Total RNA from tissue was isolated using the RNeasy Kit (QIAGEN). mRNA from total RNA or cultured cell lysate was purified by binding to poly(dT) magnetic beads (Invitrogen), reverse transcribed using Superscript III (Invitrogen), and quantified by real-time PCR using SYBR green fluorescence on the 7900HT Sequence Detection System (Applied Biosystems) as previously described [17]. Cycle threshold (Ct) values were normalized to the housekeeping gene eukaryotic translation initiation factor EIF3F (TIF). Primer sequences are provided in the list of PCR primers (Online Methods).
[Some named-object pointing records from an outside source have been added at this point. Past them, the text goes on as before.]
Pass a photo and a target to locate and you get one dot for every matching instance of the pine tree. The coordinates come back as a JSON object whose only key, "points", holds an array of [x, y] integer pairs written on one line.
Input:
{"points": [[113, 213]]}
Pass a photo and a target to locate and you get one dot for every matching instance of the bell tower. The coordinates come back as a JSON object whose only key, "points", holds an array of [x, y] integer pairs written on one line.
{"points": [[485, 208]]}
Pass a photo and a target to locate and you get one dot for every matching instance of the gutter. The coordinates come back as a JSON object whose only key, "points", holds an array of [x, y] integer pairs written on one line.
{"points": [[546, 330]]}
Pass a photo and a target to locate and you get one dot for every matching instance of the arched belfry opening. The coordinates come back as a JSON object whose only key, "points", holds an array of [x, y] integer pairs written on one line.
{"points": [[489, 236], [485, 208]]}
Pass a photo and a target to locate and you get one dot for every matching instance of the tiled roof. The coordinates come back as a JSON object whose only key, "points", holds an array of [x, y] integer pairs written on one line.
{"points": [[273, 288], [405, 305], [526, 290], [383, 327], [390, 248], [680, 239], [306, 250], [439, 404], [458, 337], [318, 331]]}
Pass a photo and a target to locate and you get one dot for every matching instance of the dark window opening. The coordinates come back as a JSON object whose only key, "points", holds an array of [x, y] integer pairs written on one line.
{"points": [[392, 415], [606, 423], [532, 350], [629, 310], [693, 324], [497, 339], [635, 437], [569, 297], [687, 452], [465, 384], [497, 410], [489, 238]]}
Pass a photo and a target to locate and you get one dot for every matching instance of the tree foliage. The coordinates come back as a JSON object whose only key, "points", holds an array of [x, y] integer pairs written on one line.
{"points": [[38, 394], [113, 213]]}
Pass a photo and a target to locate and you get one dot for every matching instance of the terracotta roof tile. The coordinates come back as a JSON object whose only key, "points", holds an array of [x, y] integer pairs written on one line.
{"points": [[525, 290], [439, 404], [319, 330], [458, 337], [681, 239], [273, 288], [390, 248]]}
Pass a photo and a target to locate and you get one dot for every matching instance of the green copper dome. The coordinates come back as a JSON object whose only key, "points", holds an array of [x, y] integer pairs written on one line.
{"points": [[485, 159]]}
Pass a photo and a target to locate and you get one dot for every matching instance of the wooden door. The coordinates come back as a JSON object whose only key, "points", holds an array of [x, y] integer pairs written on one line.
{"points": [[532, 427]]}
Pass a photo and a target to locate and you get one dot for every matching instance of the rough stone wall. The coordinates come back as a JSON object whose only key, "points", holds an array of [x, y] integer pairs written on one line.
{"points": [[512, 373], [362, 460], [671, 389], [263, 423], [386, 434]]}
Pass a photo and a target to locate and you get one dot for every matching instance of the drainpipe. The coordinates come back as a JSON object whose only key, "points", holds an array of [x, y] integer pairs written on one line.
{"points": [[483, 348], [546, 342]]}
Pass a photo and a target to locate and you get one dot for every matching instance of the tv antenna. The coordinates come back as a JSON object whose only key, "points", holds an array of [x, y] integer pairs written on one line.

Chromatin immunoprecipitation (ChIP) analysis

Hypoxia response elements (HRE consensus sequence, Pu(A/G)CGTG) were searched using the mouse IL10 gene sequence (NM_010548) from the promoter region (defined as −2000 bp upstream of the transcription start site) to the 3′ end of the gene (+702 bp from the stop codon) [18]. ChIP assay was carried out using ChIP-IT Express kit (Active Motif) according to the manufacturer’s protocol. Briefly, mouse CD4+ cells (5 × 106 cells) were cultured in 5% O2 incubator for 4 d and fixed in 1% formaldehyde for 10 min at room temperature, after which the nuclei were isolated, sonicated, immunoprecipitated (4 μg control rabbit IgG or anti-HIF1α antibody), and bound-DNA quantified by real-time PCR. The primer sequences of APOE (nonspecific genomic control) and IL10 HREs are provided in the list of PCR primers (Online Methods).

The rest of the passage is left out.